Denise Chong

Political advisor and award-winning author Denise Chong (photo by Danielle Schaub).

Denise Chong is renowned as a writer and commentator on Canadian history and on the family. A 1987 visit to her mother's ancestral village in Guangdong inspired Chong’s best-known book, The Concubine's Children (1994). It is the story of her grandmother May Ying (the concubine) and her mother Hing, and their life in the Chinatowns of British Columbia. The book tells the story of relatives left behind in China and celebrates the contributions of immigrants to a country that may not have welcomed them warmly, but did allow them to make their way in life.

Chong’s second major book, The Girl in the Picture (2000), is the biography of Kim Phuc, a Vietnamese girl who was terribly burned in a 1972 napalm attack. A photo of her running naked down a road became an iconic symbol of the Vietnam War. Chong's book covers Kim Phuc's life and her eventual settlement in Canada.

Egg on Mao (2009) is the story of Lu Decheng from Liuyang, China, who ultimately settled in Canada. He was imprisoned for 16 years for a gesture—throwing paint-filled eggs at Chairman Mao's portrait during the 1989 pro-democracy protests in Tiananmen Square, Beijing. His daring gesture continues to influence our view of human rights.

Excerpt: Egg on Mao

On June 15, after the evening meal, guards removed Decheng from his cell. Waiting officers violently slapped handcuffs on him. They shoved and dragged him out into the night. Several army trucks, with canvas-covered tops, were idling inside the prison walls. Soldiers, helmeted and carrying rifles fixed with bayonets, stood nearby. Decheng’s captors ordered him to kneel on all fours on the ground behind a truck. One after another, soldiers used him as a stepstool to climb aboard. Then, the last of them hauled him into the truck, throwing him face down between the benches on each side. With the soldiers now using him as a footrest and their boots pressing him into the gritty floor, Decheng was convinced the army was secretly taking him to be shot. He knew how the condemned went to their death: kneel on the ground, head bowed, then a bullet to the back of the head. Except that in his case, no one but the army would know that he had been killed, only that he had disappeared.

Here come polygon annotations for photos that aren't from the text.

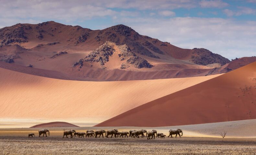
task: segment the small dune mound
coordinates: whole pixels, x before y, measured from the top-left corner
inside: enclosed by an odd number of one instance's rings
[[[34,128],[56,128],[58,127],[79,127],[69,123],[64,122],[53,122],[40,124],[31,127]]]

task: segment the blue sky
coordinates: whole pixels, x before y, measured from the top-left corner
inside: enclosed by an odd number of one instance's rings
[[[51,20],[92,29],[122,24],[182,48],[204,48],[230,59],[256,56],[256,0],[0,0],[0,28]]]

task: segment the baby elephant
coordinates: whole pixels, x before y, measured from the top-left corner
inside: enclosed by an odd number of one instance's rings
[[[163,134],[164,134],[163,133],[157,133],[157,137],[158,137],[159,138],[159,136],[161,137],[161,135],[163,135]]]
[[[161,135],[160,136],[161,136],[161,138],[165,138],[164,137],[165,136],[166,136],[166,135],[163,134],[162,135]]]
[[[33,133],[30,133],[29,134],[29,137],[30,138],[30,136],[32,136],[33,137],[33,136],[34,135],[34,137],[35,137],[35,134]]]
[[[121,137],[121,136],[122,136],[122,137],[123,137],[123,136],[124,136],[124,138],[125,138],[127,136],[127,138],[128,138],[128,135],[127,135],[129,134],[129,132],[126,132],[126,131],[122,131],[122,132],[120,134],[120,137]]]
[[[84,135],[85,135],[85,137],[86,137],[86,133],[85,132],[78,132],[78,137],[79,138],[81,138],[82,137],[85,138],[84,136]],[[81,137],[80,137],[81,136]]]
[[[89,137],[89,136],[91,136],[90,137],[91,137],[92,136],[93,137],[94,137],[94,134],[95,134],[93,132],[87,132],[87,133],[86,134],[86,135],[85,137],[86,137],[87,136],[88,136],[88,137]]]
[[[74,133],[74,135],[73,136],[74,137],[76,137],[76,136],[78,136],[78,132],[75,132],[75,133]]]

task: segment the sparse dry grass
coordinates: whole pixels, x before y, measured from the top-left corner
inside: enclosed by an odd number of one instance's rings
[[[3,154],[256,154],[256,140],[0,137]]]

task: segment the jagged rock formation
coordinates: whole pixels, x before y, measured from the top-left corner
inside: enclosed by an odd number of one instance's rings
[[[192,49],[192,61],[198,65],[206,66],[217,63],[224,65],[230,62],[228,59],[204,48],[193,48]]]
[[[132,52],[131,49],[126,45],[119,45],[118,48],[121,54],[118,56],[121,58],[120,60],[123,61],[127,59],[127,63],[133,65],[134,67],[138,68],[151,68],[153,66],[150,64],[145,59],[136,56],[135,53]],[[127,67],[124,64],[122,64],[120,68],[125,69]]]
[[[132,65],[134,67],[141,68],[151,68],[153,66],[145,59],[138,57],[135,53],[132,52],[131,49],[126,45],[117,46],[114,43],[106,42],[99,48],[94,50],[89,54],[85,58],[80,59],[73,65],[75,67],[79,65],[81,68],[83,66],[84,62],[90,63],[98,62],[101,66],[103,66],[109,61],[109,57],[116,52],[114,46],[116,46],[120,51],[118,54],[120,61],[126,60],[125,63],[123,63],[120,67],[121,69],[124,69],[129,67],[129,65]]]
[[[30,30],[31,26],[18,24],[13,26],[0,29],[0,45],[6,45],[12,43],[27,42],[27,34],[25,30]]]

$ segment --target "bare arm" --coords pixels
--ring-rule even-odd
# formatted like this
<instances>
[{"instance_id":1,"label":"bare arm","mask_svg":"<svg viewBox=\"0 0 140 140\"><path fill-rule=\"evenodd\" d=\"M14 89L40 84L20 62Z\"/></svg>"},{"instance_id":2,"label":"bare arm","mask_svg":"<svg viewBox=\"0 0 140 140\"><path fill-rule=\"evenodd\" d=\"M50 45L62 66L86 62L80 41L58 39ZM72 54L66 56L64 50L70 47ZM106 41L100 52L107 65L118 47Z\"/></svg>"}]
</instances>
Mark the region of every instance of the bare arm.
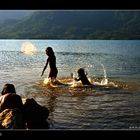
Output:
<instances>
[{"instance_id":1,"label":"bare arm","mask_svg":"<svg viewBox=\"0 0 140 140\"><path fill-rule=\"evenodd\" d=\"M43 76L43 74L44 74L44 71L46 70L46 68L47 68L47 65L48 65L48 59L47 59L47 62L46 62L46 65L44 66L44 68L43 68L43 71L42 71L42 74L41 74L41 76Z\"/></svg>"}]
</instances>

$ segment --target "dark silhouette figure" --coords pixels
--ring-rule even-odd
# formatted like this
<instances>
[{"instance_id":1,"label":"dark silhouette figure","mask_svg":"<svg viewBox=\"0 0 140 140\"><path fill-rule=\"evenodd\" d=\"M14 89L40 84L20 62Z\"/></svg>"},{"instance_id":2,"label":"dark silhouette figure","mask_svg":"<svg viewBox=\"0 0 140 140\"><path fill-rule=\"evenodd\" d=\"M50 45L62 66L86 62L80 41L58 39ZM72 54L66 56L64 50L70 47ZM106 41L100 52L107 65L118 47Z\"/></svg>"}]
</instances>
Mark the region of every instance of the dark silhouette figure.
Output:
<instances>
[{"instance_id":1,"label":"dark silhouette figure","mask_svg":"<svg viewBox=\"0 0 140 140\"><path fill-rule=\"evenodd\" d=\"M16 94L13 84L5 84L0 96L0 122L4 129L24 129L22 99Z\"/></svg>"},{"instance_id":2,"label":"dark silhouette figure","mask_svg":"<svg viewBox=\"0 0 140 140\"><path fill-rule=\"evenodd\" d=\"M46 65L44 66L41 76L43 76L44 71L46 70L46 68L49 64L50 73L49 73L48 78L51 78L51 80L56 79L57 73L58 73L58 70L56 67L56 57L55 57L54 51L51 47L46 48L46 55L48 55L48 59L47 59Z\"/></svg>"},{"instance_id":3,"label":"dark silhouette figure","mask_svg":"<svg viewBox=\"0 0 140 140\"><path fill-rule=\"evenodd\" d=\"M22 99L16 94L15 86L13 84L5 84L0 96L0 112L4 109L23 109Z\"/></svg>"},{"instance_id":4,"label":"dark silhouette figure","mask_svg":"<svg viewBox=\"0 0 140 140\"><path fill-rule=\"evenodd\" d=\"M83 68L78 69L77 71L78 73L78 78L75 78L76 81L80 81L82 82L83 85L92 85L88 78L87 78L87 74L85 73Z\"/></svg>"}]
</instances>

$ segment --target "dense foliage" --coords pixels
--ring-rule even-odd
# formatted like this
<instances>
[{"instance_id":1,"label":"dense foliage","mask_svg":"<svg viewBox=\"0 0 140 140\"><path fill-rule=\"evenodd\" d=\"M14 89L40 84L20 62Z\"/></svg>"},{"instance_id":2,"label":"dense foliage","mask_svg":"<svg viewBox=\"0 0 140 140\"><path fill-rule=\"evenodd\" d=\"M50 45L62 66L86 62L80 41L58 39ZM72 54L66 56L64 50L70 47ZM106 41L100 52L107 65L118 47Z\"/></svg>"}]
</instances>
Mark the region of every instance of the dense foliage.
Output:
<instances>
[{"instance_id":1,"label":"dense foliage","mask_svg":"<svg viewBox=\"0 0 140 140\"><path fill-rule=\"evenodd\" d=\"M140 11L36 11L0 24L1 39L140 39Z\"/></svg>"}]
</instances>

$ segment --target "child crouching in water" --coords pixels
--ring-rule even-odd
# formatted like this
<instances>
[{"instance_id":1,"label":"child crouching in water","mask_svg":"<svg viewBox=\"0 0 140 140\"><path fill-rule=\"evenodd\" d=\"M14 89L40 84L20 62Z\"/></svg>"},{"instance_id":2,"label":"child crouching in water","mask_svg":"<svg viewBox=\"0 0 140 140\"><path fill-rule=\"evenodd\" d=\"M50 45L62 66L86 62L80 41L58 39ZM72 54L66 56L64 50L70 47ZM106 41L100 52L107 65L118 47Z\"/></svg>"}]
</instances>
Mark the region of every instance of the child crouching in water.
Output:
<instances>
[{"instance_id":1,"label":"child crouching in water","mask_svg":"<svg viewBox=\"0 0 140 140\"><path fill-rule=\"evenodd\" d=\"M85 73L85 70L83 68L78 69L77 73L78 73L78 78L74 78L76 81L81 80L83 85L93 85L88 80L87 74Z\"/></svg>"}]
</instances>

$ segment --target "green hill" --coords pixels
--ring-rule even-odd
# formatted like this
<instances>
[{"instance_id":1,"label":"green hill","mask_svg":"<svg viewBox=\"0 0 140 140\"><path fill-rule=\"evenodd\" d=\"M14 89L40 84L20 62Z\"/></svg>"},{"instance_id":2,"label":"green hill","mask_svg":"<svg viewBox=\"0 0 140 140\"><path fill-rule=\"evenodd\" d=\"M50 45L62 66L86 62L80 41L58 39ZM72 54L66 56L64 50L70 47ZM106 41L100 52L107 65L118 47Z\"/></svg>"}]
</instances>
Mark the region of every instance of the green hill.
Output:
<instances>
[{"instance_id":1,"label":"green hill","mask_svg":"<svg viewBox=\"0 0 140 140\"><path fill-rule=\"evenodd\" d=\"M0 24L1 39L140 39L140 11L36 11Z\"/></svg>"}]
</instances>

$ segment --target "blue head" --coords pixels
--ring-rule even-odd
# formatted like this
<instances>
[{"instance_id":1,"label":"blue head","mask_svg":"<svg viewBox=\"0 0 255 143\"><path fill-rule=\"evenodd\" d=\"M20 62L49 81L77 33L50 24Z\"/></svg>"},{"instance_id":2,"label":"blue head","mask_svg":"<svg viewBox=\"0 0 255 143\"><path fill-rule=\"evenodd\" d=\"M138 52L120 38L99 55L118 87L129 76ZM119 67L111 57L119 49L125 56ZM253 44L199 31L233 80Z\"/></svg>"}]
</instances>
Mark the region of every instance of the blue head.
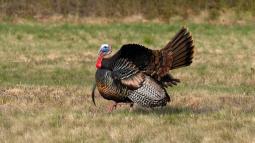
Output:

Strangely, he felt devoid of emotion, holding on to the only certainty, death.

Twenty minutes later, the army truck jolted to a stop. The engine shuddered into silence. Decheng was hauled off, and soldiers trod on the prisoner as they climbed down from the truck. Suddenly, a bright light pierced the darkness. Decheng saw other army trucks disgorging soldiers, and among them two other handcuffed prisoners, Zhijian and Dongyue. They were lit, like him, by a camera crew filming their arrival.